Majority of Rubio's Louisiana Delegates Push Back Against Claims They're Backing Cruz
Four delegates previously allocated to Marco Rubio say they are now uncommitted.
— -- Despite reports that Louisiana’s 10 uncommitted delegates will likely vote for Ted Cruz on the first ballot at the Republican convention in Cleveland, four of the five delegates previously assigned to Marco Rubio have come out with a joint statement declaring they are undecided about who they will vote for this summer.
The statement, signed by Louisiana delegates Stephanie Berault, Kirk Williamson, Luke Letlow and Leslie Tassin, all of whom were allocated to represent Marco Rubio at the convention, unequivocally says they are now uncommitted and have not decided how they will vote.
“We reserve the right to support another candidate in the future but at this time feel it necessary to remain strictly uncommitted out of obligation to our candidate of choice and our voters,” the four delegates write. “Any reporting of our intention to support one active candidate over another is simply not accurate.”
The statement comes after Donald Trump threatened to sue Louisiana if he ended up with fewer delegates from the state than Cruz.
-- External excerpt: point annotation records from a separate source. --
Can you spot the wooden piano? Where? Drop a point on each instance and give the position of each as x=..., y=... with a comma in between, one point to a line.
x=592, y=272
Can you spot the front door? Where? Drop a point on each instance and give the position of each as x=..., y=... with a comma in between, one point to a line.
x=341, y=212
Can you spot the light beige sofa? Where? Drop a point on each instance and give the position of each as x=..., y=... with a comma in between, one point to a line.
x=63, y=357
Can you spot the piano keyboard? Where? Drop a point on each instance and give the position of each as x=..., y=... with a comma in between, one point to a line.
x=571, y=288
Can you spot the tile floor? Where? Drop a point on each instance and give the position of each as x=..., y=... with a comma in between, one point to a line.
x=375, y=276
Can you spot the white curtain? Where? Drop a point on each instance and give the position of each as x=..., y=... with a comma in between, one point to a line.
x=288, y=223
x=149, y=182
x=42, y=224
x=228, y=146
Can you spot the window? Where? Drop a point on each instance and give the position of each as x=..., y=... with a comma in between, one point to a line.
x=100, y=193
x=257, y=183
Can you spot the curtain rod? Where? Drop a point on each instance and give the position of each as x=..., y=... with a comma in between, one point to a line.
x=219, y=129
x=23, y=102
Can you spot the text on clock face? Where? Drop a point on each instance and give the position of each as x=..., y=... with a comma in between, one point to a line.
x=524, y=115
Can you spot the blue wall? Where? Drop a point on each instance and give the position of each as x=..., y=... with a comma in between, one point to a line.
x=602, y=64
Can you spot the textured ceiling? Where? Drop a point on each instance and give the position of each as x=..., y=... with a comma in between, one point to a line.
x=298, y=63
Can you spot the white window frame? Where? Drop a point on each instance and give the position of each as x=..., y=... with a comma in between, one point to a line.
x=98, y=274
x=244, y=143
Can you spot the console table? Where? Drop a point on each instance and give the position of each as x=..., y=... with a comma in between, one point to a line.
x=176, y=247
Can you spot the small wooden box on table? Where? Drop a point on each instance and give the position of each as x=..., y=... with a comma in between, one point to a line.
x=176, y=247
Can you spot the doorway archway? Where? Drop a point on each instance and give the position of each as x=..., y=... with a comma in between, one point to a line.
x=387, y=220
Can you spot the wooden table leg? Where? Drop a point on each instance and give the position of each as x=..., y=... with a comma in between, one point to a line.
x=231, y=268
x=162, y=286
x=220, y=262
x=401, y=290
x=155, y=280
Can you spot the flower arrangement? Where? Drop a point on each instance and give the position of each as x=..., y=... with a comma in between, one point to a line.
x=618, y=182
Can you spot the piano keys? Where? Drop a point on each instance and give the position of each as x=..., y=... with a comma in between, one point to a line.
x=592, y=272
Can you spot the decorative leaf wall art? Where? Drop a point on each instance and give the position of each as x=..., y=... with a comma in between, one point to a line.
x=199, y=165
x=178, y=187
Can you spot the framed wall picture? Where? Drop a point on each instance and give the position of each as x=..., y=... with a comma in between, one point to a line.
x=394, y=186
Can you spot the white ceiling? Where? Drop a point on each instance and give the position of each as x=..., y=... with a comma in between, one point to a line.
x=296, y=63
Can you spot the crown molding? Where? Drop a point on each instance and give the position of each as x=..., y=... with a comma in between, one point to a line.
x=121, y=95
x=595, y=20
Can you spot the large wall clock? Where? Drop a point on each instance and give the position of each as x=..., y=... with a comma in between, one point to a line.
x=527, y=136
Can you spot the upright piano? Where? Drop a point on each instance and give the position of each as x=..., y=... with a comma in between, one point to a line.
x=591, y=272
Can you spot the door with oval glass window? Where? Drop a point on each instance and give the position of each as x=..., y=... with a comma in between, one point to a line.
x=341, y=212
Although Trump won the Louisiana primary, he and Cruz both received 18 delegates. Rubio received five, and another five were deemed uncommitted as a result of the allocation process.
But under the Republican Party of Louisiana's rules, Rubio’s five delegates became free agents after he dropped out, bringing the number of uncommitted delegates to 10, all of which are prime for wooing by the Trump and Cruz campaigns.
The Wall Street Journal reported in March that local Louisiana GOP leaders expect the 10 uncommitted delegates to back Cruz at the convention, prompting Trump to tweet that he could take legal action.
While some of the non-Rubio unbound delegates have signaled support for Cruz, nearly all the delegates assigned to Rubio decided to clarify they had not made a choice yet.
After Trump claimed he would sue the state if all the uncommitted delegates supported Cruz, the spotlight intensified on the delegates, and four of the five delegates sought to make clear they were not committed to any candidate. The fifth delegate, Jennifer LeBlanc, did not sign the statement.
“It said the 10 uncommitted were leaning toward Cruz,” Tassin, one of the delegates who signed the statement in question, told ABC News, referring to the Wall Street Journal article. “But nobody had ever called me or the other delegates that were committed to Rubio. So we said, 'We’ve got to get together and stop this media reporting.'”
In most election years, unbound delegates do not have outsize influence at a convention. But there is an increasingly likely possibility that no candidate will gain the 1,237 delegates needed to secure the nomination. If that is the case, the candidate with the highest number of delegates will need as many uncommitted delegates as possible to hit that number on the first round of voting at the convention. An ABC News analysis found that over 136 delegates could be uncommitted on the first ballot.
Lionel Rainey, who was Rubio’s state grassroots director in Louisiana and who now works for the Cruz campaign, still thinks a majority of Rubio’s Louisiana delegates will jump to Cruz. The two senators are “virtually identical in regard to specific policy and core beliefs,” he wrote in an e-mail to ABC News, and he thinks Trump’s comments belittling Rubio could backfire.
“If [Trump] really wanted the support of Rubio’s delegates, maybe he shouldn't have called him 'Little Marco' every chance he had,” Rainey said.
But Tassin noted that it's the Trump campaign that's been trying to sway his vote, not the Cruz campaign.
“We had a Trump person come to my house and spent an hour and a half,” Tassin said. “I have had zero contact from any Cruz person.”
He added: "They say Cruz is better than Trump but I disagree with that."